Em outros cômodos, ou na rua, era sempre o herdeiro, do primeiro Francesco, que em dia de glória, adquirira o sonhado título de Comendador, data que culminou com o jantar planejado, tendo como convidado principal, Dom Giuzeppe, “o Breve”, Bispo de larga fronte e enormes costados.

Homem feito e refeito, embora ainda sob o peso da herança, Francesco vencera, pertencia ao mundo empreendedor, brilhava em reuniões, como o principal executivo, da filial paulista, de robusta empresa européia.

Ao estacionar na vaga perfeita, do supermercado das manhãs de domingo, uma pequena lembrança lhe acometeu, quase que ouvia o barulho, infantil, do chacoalhar da caixa de papelão.

Em meio ao labirinto de corredores e gôndolas, qual aventureiro em terras longínquas, sentia o gosto do conteúdo, desfazendo-se no céu da boca.

Abraçado ao objeto de desejo, quase não percebeu o olhar , entre curioso e sarcástico, que Altaneira Venâncio, Diretora de Marketing, sala ao lado da sua, lançava, ora para seu rosto distraído, ora para a escandalosa caixa ilustrada.

Ao responder o “Bom Dia”, um tanto quanto estridente, encontrou a solução, qual mágica, vinda de sua, elogiada e reconhecida, capacidade de reação e improvisação frente aos desafios de mercado.

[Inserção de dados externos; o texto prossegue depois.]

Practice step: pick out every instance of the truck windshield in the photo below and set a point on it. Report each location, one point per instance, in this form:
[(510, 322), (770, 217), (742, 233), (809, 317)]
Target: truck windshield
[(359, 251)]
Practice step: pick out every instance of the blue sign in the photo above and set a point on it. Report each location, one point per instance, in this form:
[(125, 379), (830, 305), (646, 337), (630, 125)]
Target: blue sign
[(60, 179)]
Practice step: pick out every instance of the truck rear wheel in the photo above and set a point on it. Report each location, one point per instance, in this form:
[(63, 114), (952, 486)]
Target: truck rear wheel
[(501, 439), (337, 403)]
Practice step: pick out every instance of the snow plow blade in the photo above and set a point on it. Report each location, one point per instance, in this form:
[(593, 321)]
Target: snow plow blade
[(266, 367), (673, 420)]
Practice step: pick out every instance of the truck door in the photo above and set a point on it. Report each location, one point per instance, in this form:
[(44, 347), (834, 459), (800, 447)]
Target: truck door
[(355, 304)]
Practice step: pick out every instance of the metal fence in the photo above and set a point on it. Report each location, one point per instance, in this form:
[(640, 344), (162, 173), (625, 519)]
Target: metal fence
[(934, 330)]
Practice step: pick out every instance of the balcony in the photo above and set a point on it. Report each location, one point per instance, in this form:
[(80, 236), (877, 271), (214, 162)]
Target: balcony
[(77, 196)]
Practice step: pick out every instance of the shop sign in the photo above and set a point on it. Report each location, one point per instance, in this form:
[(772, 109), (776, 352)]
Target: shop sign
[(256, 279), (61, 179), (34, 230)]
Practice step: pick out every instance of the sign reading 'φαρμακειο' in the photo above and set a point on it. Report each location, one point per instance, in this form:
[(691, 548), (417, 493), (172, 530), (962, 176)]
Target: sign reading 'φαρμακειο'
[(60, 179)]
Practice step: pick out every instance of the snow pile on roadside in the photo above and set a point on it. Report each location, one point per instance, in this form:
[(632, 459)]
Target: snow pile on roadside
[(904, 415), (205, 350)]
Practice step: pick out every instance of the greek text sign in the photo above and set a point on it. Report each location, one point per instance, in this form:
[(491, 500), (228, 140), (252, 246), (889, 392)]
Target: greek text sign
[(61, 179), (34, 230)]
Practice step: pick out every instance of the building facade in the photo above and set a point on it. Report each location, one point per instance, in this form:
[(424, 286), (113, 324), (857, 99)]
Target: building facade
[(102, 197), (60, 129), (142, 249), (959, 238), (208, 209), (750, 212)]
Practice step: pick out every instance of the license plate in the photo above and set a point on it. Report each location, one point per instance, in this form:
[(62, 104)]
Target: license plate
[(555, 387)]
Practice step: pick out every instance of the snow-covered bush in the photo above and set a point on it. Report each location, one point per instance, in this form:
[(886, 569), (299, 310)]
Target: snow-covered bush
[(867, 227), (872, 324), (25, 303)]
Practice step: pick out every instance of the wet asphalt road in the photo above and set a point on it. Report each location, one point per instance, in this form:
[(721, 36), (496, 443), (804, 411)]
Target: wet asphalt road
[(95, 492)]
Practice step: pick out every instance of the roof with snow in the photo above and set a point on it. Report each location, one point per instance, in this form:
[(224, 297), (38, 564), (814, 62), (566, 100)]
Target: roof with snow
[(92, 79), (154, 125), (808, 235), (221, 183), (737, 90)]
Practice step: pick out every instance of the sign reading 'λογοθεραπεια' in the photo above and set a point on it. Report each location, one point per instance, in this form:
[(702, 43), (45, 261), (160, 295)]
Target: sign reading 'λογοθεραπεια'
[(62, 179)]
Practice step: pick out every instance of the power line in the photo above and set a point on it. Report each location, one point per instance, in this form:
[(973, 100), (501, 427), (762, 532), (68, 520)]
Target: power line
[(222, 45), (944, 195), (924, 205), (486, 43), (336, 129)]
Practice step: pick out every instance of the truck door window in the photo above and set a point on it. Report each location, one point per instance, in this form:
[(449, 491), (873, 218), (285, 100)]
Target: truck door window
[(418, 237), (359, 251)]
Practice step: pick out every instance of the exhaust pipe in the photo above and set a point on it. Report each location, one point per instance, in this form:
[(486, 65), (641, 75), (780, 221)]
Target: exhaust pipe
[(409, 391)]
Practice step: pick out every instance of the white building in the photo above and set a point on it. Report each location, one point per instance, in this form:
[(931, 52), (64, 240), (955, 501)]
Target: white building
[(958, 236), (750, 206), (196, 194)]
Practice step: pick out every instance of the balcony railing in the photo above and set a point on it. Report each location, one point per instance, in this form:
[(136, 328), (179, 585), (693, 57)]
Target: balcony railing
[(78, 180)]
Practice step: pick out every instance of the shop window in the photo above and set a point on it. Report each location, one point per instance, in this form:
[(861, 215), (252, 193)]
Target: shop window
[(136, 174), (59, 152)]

E, com ar professoral, discorreu sobre singela receita, do que chamava, “Filé do Comendador”.

Aproveitando-se da proximidade do balcão de cortes bovinos especiais, escolheu com enfado a embalagem de “tournedos” de filé, e dois passos à frente, um vidro de maionese light.

Naquela tarde, enquanto buscava o conforto no barroco de Bach, sorria ao imaginar o sucesso da receita.



“Filé do Comendador”



Ingredientes:

- quatro tournedos de filé
- sucrilhos tradicionais (o da caixa da infância)
- maionese light


Preparo:

- untar os tournedos com maionese
- após, passá-los numa vasilha contendo sucrilhos
- levar ao forno médio

Servir acompanhado de escarolas cozidas, ao tempero de azeite.




Francesco manteve sua postura, com pitadas de excentricidade.

A tigelinha de ágata, comprada na feirinha de antiguidades, repousava ao lado, úmida de leite, e pontuada de sucrilhos.